Do you ever come across a book that just calls after you despite already seemingly have an idea that this may just shatter your heart into pieces? No? Just me?
Thank you Simon and Schuster for my gifted ebook in exchange for my honest review.
Synopsis: Frida Liu is struggling. She doesn’t have a career worthy of her Chinese immigrant parents’ sacrifices. What’s worse is she can’t persuade her husband, Gust, to give up his wellness-obsessed younger mistress. Only with their angelic daughter Harriet does Frida finally feel she’s attained the perfection expected of her. Harriet may be all she has, but she’s just enough. Until Frida has a horrible day. The state has its eyes on mothers like Frida — ones who check their phones while their kids are on the playground; who let their children walk home alone; in other words, mothers who only have one lapse of judgement. Now, a host of government officials will determine if Frida is a candidate for a Big Brother-like institution that measures the success or failure of a mother’s devotion. Faced with the possibility of losing Harriet, Frida must prove that she can live up to the standards set for mothers — that she can learn to be good.

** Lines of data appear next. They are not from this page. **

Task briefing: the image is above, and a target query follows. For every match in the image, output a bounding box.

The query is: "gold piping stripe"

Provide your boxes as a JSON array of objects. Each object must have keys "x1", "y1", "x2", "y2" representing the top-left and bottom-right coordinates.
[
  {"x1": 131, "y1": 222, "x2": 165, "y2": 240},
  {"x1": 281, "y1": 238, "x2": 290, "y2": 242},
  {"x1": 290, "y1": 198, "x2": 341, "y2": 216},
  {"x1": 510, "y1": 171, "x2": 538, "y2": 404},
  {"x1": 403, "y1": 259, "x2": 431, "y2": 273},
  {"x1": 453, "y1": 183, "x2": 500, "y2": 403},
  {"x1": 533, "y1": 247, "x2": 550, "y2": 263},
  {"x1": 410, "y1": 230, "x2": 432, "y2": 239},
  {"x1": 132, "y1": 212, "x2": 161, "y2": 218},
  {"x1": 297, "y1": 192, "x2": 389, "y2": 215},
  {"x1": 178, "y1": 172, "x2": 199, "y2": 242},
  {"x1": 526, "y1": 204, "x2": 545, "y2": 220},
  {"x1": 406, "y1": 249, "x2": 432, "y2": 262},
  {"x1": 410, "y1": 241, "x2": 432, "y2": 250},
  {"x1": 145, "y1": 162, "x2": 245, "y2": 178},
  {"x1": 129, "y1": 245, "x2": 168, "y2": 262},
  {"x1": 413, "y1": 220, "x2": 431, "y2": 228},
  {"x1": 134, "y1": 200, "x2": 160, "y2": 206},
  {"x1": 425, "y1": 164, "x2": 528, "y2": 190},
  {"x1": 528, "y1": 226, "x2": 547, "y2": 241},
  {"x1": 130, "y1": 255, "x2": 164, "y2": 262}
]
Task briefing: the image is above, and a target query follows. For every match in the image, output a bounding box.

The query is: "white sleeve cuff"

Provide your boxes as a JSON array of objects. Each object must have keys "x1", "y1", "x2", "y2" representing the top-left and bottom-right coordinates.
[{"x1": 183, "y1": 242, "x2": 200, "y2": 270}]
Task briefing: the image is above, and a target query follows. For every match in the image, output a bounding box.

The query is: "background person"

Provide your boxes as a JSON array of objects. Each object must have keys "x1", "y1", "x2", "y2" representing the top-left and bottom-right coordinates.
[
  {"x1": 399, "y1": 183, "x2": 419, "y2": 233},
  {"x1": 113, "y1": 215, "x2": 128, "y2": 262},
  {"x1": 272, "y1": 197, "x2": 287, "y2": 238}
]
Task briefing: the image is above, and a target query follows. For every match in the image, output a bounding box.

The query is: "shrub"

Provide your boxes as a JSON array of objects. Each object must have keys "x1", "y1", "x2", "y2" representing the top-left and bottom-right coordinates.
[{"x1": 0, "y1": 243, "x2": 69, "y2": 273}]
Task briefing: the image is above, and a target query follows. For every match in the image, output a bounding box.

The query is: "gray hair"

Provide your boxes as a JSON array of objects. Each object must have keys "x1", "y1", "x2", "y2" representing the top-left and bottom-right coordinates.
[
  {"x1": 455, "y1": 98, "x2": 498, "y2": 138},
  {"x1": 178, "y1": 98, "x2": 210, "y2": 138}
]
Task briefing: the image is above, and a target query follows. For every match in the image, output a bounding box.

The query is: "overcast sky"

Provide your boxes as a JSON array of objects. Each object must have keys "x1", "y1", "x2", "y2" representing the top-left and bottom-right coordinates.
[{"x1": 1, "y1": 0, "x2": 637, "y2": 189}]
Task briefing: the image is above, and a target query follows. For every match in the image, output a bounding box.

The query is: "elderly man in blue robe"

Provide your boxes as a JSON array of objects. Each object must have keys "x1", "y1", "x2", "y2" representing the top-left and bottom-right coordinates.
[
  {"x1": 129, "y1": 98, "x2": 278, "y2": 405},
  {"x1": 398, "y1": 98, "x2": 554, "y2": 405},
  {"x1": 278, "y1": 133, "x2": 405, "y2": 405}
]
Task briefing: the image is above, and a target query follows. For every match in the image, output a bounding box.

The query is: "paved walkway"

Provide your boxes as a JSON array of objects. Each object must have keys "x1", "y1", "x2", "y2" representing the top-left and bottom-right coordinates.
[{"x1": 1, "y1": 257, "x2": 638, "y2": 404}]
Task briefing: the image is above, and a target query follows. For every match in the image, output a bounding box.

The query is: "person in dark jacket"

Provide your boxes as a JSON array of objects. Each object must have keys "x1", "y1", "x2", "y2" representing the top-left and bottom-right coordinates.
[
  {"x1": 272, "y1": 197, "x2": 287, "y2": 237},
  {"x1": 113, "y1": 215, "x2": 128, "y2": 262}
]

Of course, this story really will break your heart into a million pieces. While it’s advertised as a dystopian novel, I felt like it lacked descriptive elements of the world Frida lived in. We only hear and see her side of things which got to be repetitive throughout the novel. It was a slow-paced story-line that became really dark and twisted. Was it entertaining? I would say it was captivating and gripping! Did I really get immersed into the struggle of social injustice? Not really….While I wouldn’t read this again, I think it’s a great book club novel and a story that will be on my mind for quite some time.